Whoooo’s “Not” Cold?

We may be layering up by the fire in these cold temperatures, but snowy owls are quite comfortable perched on the snow during Pennsylvania winters. Their dense feathers cover their entire body, including their toes! These arctic birds have no trouble with temperatures as low as -40°F. While they naturally like wide open spaces, they may crouch behind an object to block wind. There are often reports of snowy owls being spotted at airports as they perch on buildings to look out over nearby fields for rodents.

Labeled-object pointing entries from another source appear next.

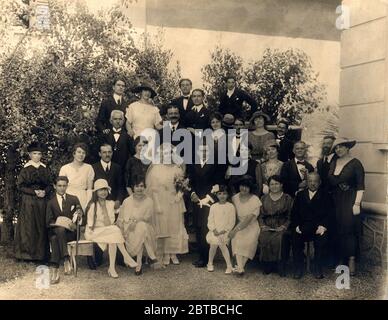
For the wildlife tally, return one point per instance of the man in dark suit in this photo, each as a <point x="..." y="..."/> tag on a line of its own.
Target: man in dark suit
<point x="61" y="205"/>
<point x="116" y="101"/>
<point x="323" y="167"/>
<point x="284" y="140"/>
<point x="184" y="102"/>
<point x="309" y="222"/>
<point x="294" y="171"/>
<point x="234" y="101"/>
<point x="111" y="172"/>
<point x="119" y="139"/>
<point x="197" y="118"/>
<point x="203" y="177"/>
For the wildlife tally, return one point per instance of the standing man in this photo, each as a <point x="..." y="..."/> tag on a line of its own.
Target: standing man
<point x="184" y="102"/>
<point x="309" y="223"/>
<point x="119" y="139"/>
<point x="294" y="172"/>
<point x="116" y="101"/>
<point x="286" y="144"/>
<point x="203" y="177"/>
<point x="235" y="101"/>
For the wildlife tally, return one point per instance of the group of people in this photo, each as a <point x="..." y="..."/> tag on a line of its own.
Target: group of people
<point x="146" y="208"/>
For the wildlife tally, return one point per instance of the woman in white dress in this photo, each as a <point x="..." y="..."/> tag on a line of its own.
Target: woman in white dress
<point x="245" y="234"/>
<point x="80" y="175"/>
<point x="135" y="222"/>
<point x="101" y="229"/>
<point x="142" y="114"/>
<point x="172" y="237"/>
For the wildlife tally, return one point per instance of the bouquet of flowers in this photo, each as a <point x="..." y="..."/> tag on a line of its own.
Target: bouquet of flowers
<point x="182" y="185"/>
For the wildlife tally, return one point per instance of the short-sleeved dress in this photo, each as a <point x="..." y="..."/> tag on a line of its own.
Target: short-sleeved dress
<point x="345" y="187"/>
<point x="142" y="116"/>
<point x="274" y="214"/>
<point x="143" y="233"/>
<point x="79" y="180"/>
<point x="245" y="241"/>
<point x="221" y="217"/>
<point x="258" y="143"/>
<point x="31" y="242"/>
<point x="104" y="232"/>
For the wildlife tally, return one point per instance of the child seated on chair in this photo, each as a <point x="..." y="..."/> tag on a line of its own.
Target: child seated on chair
<point x="222" y="218"/>
<point x="62" y="213"/>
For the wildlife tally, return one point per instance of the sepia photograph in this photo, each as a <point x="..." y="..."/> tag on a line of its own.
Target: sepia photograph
<point x="204" y="151"/>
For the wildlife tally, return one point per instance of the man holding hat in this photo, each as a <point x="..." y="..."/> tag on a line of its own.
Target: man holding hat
<point x="233" y="101"/>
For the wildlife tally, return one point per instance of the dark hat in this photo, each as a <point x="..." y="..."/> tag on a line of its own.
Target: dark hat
<point x="35" y="146"/>
<point x="246" y="180"/>
<point x="259" y="114"/>
<point x="145" y="86"/>
<point x="345" y="142"/>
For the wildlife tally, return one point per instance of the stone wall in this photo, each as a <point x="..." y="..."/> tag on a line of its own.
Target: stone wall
<point x="364" y="111"/>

Our personal snowy owl residents at ZooAmerica are Rinna and Nash. Rinna is a 14-year-old female that came to us in 2009 from a zoo in Tallinn, Estonia. While she is known to be a laid back owl that will calmly watch her keepers, she will warn you if you’re too close to her nest in the Spring. Eleven-year-old Nash came to Hershey from the Nashville Zoo in 2019. The pair gets along quite well - and we have our fingers crossed for chicks one year! Nash is fiercely protective of Rinna from May through July. Two zookeepers will cautiously take care of their habitat. We are sure to give him all the space he needs to feel that Rinna and any future chicks are safe.


The winter is the best time to observe these beautiful raptors – if you can find them! Their white plumage camouflages them well on snowy days. The beautiful yellow eyes on Nash will give him away on the pure white snow. He also has a few speckles of brown on his tail. Rinna is easier to find due to her spotted feathers. They are fed in the morning before the zoo opens, as snowy owls are diurnal – meaning they are active in the daytime. 

Viewing tip: Stop by at 10 a.m. to possibly catch a glimpse of these birds of prey finishing their favorite foods: quail, mice and rats.